Improving Sickle Cell Disease Classification: A Fusion of Conventional Classifiers, Segmented Images, and Convolutional Neural Networks
Victor Júnio Alcântara Cardoso, Rodrigo Moreira, João Fernando Mari, Larissa Ferreira Rodrigues Moreira
TL;DR
This work tackles automated sickle cell classification from microscopy images with a focus on reducing computational overhead. It proposes a hybrid pipeline that uses CNN-derived features as input to conventional classifiers (SVM and Naive Bayes) and compares results on original versus segmented images, using three backbones (DenseNet-169, ResNet-50, MobileNet) as feature extractors. The key finding is that MobileNet features with segmented images fed to SVM achieve $96.80\%$ accuracy, outperforming other configurations while DenseNet remains robust to segmentation. The approach yields substantial speedups (approximately 14× faster) compared with end-to-end CNN classification, making it suitable for resource-constrained settings and informing future integration of segmentation with traditional classifiers in medical-image analysis.
Abstract
Sickle cell anemia, which is characterized by abnormal erythrocyte morphology, can be detected using microscopic images.
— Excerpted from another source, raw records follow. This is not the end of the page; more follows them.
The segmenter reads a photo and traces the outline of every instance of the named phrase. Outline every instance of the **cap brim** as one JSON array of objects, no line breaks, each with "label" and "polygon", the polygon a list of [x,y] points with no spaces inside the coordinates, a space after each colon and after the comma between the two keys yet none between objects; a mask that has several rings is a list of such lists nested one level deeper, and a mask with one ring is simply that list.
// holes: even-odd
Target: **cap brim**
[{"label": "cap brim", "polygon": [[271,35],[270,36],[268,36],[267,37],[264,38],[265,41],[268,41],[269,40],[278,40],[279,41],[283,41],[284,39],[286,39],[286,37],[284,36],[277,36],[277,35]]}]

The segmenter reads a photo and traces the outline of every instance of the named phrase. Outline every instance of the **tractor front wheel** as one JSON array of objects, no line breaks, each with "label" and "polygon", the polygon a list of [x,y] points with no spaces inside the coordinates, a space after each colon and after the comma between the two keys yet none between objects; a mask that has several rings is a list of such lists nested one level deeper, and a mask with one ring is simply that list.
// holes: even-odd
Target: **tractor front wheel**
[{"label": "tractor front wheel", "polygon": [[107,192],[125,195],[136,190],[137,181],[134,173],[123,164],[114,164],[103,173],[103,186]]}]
Computational techniques in medicine enhance the diagnosis and treatment efficiency. However, many computational techniques, particularly those based on Convolutional Neural Networks (CNNs), require high resources and time for training, highlighting the research opportunities in methods with low computational overhead. In this paper, we propose a novel approach combining conventional classifiers, segmented images, and CNNs for the automated classification of sickle cell disease. We evaluated the impact of segmented images on classification, providing insight into deep learning integration. Our results demonstrate that using segmented images and CNN features with an SVM achieves an accuracy of 96.80%. This finding is relevant for computationally efficient scenarios, paving the way for future research and advancements in medical-image analysis.